We have decided to quit using NH3. I am not going to argue that nitrogen is nitrogen, but rather give our main reason for the switch. The first one is safety. I had a near accident. Luck was with me and I was spared. I decided in less than a minute that this was it. I closed the valve and pulled the tank back to town. We are now using 28% liquid - a little more costly, but much more versatile for a total program. We are working with a lab in Fairmont, MN. We do not apply the 28% solution along. We usually add either 3 gal of molasses or 3 lb. of table sugar per acre. Often we will add liquid fish. You know the Indians were doing this when the white man settled on this land. We have come a long way, haven't we? We also add water to bring the total spray volume up to 20 gal. per acre. Why do we add these products? It helps to stabilize the 28% and it also provides us with a source of carbon, enzymes and energy. It is a source of food for our livestock which we have underground such as the earthworms and microorganisms. We want to enhance the size of our livestock herd and put them to work. We will often add 12-0-0-26 to this mix.

I feel those of us in the no-till movement have done a remarkable job of controlling wind and water erosion. We have come a long way and have learned many things by the seat of our pants. We also have been willing to share these with each other. I feel it is now time for us to address the second component of erosion, and that is the ore insidious erosion that takes place underneath the soil surface: the erosion of our mineral content, our carbon organic matter and biological life. Some of our practices in the future may not be that of a no-till purist. A light tillage operation may be used if it looks beneficial and cost effective. However, it will be of a conservation mode. We feed well about what we are trying to do. I think it is a step in the right direction. I am convinced that this is very dynamic and will change as we learn more. I try to never say "never", and "always" is a long time.

In the first chapter of Genesis, verses 26-30, we have the account of God's creation of man in His own image. God blessed man and gave him dominion of nature by man. The biblical concept of dominion is connected to two other key ideas: (1) covenant and (2) stewardship.

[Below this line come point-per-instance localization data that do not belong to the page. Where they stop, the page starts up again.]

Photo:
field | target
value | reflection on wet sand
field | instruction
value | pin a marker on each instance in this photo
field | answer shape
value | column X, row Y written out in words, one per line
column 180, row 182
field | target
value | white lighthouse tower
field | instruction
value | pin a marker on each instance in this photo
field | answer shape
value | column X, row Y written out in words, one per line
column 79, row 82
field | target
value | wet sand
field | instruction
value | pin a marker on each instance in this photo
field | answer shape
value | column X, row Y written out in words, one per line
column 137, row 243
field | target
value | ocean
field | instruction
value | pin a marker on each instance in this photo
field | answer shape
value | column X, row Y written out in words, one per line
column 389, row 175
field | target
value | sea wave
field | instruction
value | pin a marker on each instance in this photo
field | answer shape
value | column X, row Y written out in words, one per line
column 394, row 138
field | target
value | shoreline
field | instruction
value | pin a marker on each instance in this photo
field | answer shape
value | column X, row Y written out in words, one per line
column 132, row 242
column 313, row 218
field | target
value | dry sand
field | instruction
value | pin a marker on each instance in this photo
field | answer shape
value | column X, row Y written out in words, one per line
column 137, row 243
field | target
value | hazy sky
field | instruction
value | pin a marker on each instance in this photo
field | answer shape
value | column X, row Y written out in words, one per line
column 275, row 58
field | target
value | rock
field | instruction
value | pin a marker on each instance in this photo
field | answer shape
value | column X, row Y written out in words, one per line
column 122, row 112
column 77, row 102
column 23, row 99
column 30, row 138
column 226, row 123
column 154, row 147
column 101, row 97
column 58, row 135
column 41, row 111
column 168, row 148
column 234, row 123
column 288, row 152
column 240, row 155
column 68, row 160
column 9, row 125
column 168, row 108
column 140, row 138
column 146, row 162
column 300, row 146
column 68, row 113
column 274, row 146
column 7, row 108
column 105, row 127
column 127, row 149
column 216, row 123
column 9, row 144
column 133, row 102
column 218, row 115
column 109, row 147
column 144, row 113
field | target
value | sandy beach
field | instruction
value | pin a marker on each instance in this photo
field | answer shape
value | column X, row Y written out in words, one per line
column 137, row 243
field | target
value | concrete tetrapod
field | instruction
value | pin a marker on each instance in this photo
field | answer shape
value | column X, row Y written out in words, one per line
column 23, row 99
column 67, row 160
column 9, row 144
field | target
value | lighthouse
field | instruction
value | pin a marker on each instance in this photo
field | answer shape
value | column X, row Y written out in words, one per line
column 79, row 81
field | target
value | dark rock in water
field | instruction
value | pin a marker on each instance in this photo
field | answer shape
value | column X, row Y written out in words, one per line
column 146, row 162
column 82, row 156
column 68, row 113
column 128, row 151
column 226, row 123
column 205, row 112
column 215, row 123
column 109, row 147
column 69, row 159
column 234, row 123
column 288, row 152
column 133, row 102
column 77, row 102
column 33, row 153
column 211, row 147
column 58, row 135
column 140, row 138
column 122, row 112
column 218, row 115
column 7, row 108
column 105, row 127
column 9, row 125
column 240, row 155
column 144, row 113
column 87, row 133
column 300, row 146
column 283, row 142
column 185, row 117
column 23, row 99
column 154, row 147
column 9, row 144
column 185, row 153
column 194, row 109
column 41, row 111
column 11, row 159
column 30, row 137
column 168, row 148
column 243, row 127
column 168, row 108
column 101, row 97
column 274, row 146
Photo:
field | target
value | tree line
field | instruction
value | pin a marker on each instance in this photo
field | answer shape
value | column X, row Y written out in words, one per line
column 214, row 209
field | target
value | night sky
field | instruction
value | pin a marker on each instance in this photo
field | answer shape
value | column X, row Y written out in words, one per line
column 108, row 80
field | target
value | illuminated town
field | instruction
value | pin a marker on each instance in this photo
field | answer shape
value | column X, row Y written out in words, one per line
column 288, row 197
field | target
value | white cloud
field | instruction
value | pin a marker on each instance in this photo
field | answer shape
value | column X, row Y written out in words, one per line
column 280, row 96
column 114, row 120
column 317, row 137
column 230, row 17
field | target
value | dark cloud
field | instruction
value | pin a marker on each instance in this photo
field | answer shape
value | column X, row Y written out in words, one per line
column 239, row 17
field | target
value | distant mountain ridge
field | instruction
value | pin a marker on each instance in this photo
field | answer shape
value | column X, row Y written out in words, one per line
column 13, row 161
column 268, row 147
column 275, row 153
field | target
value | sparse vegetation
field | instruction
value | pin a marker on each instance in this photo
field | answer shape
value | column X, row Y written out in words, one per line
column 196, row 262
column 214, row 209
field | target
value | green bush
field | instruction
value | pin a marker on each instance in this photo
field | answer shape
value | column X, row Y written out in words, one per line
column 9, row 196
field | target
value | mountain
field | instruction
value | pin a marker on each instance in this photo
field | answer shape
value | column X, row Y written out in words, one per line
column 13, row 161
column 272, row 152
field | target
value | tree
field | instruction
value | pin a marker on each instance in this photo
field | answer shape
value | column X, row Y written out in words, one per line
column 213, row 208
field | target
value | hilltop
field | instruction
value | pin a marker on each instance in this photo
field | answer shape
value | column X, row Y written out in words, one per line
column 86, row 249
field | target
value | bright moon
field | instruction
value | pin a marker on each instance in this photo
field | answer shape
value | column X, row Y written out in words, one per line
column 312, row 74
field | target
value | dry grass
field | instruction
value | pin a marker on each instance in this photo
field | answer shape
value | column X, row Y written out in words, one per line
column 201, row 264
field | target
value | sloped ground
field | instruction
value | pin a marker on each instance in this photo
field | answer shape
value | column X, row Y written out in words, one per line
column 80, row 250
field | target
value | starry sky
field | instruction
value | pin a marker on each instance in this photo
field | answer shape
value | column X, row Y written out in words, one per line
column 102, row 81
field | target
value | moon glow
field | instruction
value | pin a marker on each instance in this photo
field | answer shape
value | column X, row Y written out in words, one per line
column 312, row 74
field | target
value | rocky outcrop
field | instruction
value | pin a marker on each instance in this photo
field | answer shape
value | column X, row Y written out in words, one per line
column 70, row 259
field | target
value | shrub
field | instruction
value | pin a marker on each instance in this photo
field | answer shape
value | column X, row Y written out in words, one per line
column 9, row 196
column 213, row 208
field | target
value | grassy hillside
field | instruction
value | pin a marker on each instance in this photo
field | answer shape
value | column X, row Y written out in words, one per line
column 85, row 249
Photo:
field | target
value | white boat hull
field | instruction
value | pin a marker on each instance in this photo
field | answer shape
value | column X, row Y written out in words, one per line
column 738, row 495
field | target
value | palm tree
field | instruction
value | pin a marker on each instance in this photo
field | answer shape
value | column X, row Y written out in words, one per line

The concept of covenant deals with God's covenant with man. It states that God will remain faithful to us and will provide everything we need to live. For our part of the covenant, we are expected to be faithful to God and to live in a loving relationship with Him and our fellow creatures. In this God expects us to take care of the land. There are no free lunches or voids in nature. Everything is connected to everything else and nature knows best.

LISA is going to wear many different dresses. One for your farm, perhaps, a different one on mine. Let's continue to have style shows and compare dresses.